The same is true for every major language paradigm today. For example, the Google Bard chatbot is based on the LaMDA language model, which is trained on datasets based on Internet content called Infiniset. but Little is known On this subject other than the Google search team books a year ago, which is that – at some point in the past – it listed 2.97 billion documents and 1.12 billion dialogues with 13.39 billion words.
Regulators are grappling with what to do. OpenAI — whose technology in particular is spreading like wildfire — is already in the crosshairs of a growing number of countries, including the Italian authority, which have banned the use of ChatGPT. French, German, Irish and Canadian data regulators are also investigating how data is collected and used.
But as Margaret Mitchell, an AI researcher who was previously the co-leader of AI ethics at Google, told the outlet, Technology reviewAt this point, it may be nearly impossible for these companies to identify and remove individuals’ data from their forms.
As the outlet explained: OpenAI could have saved itself a massive headache by building a robust data-logging system from the start, [according to Mitchell]. Instead, it is common in the AI industry to build datasets for AI models by randomly deleting the web and then outsourcing the work of removing duplicates or irrelevant data points, filtering out unwanted objects, and fixing typos.”
How to save a life
The fact that these tech companies may already have such a limited understanding of what is now in their models is a clear challenge to the “dignity of data” proposal from Lanier, who calls Altman a “colleague and friend” in his New Yorker article.
Whether that made it impossible was something only time would tell.

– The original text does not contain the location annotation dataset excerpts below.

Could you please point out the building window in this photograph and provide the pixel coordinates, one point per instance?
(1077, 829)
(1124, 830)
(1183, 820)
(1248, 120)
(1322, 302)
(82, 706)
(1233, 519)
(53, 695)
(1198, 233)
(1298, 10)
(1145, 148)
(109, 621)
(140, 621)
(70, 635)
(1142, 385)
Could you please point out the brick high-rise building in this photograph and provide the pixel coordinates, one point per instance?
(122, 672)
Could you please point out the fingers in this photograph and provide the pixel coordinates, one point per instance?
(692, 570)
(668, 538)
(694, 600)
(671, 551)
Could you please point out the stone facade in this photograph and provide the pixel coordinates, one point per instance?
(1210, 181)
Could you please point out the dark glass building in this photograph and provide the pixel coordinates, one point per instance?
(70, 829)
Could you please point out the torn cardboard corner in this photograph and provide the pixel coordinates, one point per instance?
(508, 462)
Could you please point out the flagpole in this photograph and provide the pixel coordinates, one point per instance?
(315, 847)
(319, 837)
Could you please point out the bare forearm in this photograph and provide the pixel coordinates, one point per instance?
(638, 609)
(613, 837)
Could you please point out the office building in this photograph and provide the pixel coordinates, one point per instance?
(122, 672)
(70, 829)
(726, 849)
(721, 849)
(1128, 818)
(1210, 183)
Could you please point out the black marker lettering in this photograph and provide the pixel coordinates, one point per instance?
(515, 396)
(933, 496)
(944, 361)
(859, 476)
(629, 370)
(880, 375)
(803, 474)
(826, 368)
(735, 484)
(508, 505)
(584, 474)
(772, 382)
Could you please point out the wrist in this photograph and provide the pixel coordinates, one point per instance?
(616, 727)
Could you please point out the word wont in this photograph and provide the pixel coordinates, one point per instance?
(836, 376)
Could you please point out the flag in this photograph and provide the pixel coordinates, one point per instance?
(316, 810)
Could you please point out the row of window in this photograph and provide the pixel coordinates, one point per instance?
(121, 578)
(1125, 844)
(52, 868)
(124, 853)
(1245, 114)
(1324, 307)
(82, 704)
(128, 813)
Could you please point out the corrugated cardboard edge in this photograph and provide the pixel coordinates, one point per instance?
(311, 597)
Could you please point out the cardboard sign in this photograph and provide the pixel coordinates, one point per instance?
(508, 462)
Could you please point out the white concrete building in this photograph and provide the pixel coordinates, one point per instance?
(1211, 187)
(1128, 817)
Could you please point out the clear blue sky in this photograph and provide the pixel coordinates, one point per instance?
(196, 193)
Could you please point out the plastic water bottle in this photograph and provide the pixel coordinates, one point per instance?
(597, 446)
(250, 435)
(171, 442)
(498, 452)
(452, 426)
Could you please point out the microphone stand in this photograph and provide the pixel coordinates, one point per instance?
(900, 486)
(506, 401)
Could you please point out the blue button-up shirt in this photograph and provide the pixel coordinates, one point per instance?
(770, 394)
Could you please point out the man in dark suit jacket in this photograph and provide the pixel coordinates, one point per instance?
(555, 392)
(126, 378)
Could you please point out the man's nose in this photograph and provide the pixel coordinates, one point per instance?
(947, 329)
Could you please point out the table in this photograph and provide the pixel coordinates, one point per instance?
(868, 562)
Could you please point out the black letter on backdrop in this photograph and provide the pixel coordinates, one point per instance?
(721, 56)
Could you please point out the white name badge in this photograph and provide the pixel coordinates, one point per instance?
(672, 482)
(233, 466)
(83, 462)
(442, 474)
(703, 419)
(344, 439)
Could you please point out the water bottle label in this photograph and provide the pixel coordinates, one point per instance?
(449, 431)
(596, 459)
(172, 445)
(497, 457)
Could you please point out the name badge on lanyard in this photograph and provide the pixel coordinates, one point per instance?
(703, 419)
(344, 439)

Certainly, there is merit in wanting to give people ownership of their work, and frustration over this issue can certainly grow as more of the world is reshaped with these new tools.
Whether or not OpenAI and others have the right to scrape the entire internet to feed their algorithms is really at the heart of it. several And on a large scale Copyright infringement claims against them.
But so-called data dignity can also go a long way toward preserving human sanity over time, Lanier points out in his fascinating New Yorker article.
As he sees it, a universal basic income “is tantamount to putting everyone on the dole in order to preserve the black box idea of AI.” Meanwhile, ending the “black-box nature of current AI models” would make people’s contributions easier to count — making them more likely to keep making contributions.
More importantly, Lanier adds, it can also help “create a new creative category rather than a new affiliate category.” And what would you like to be a part of?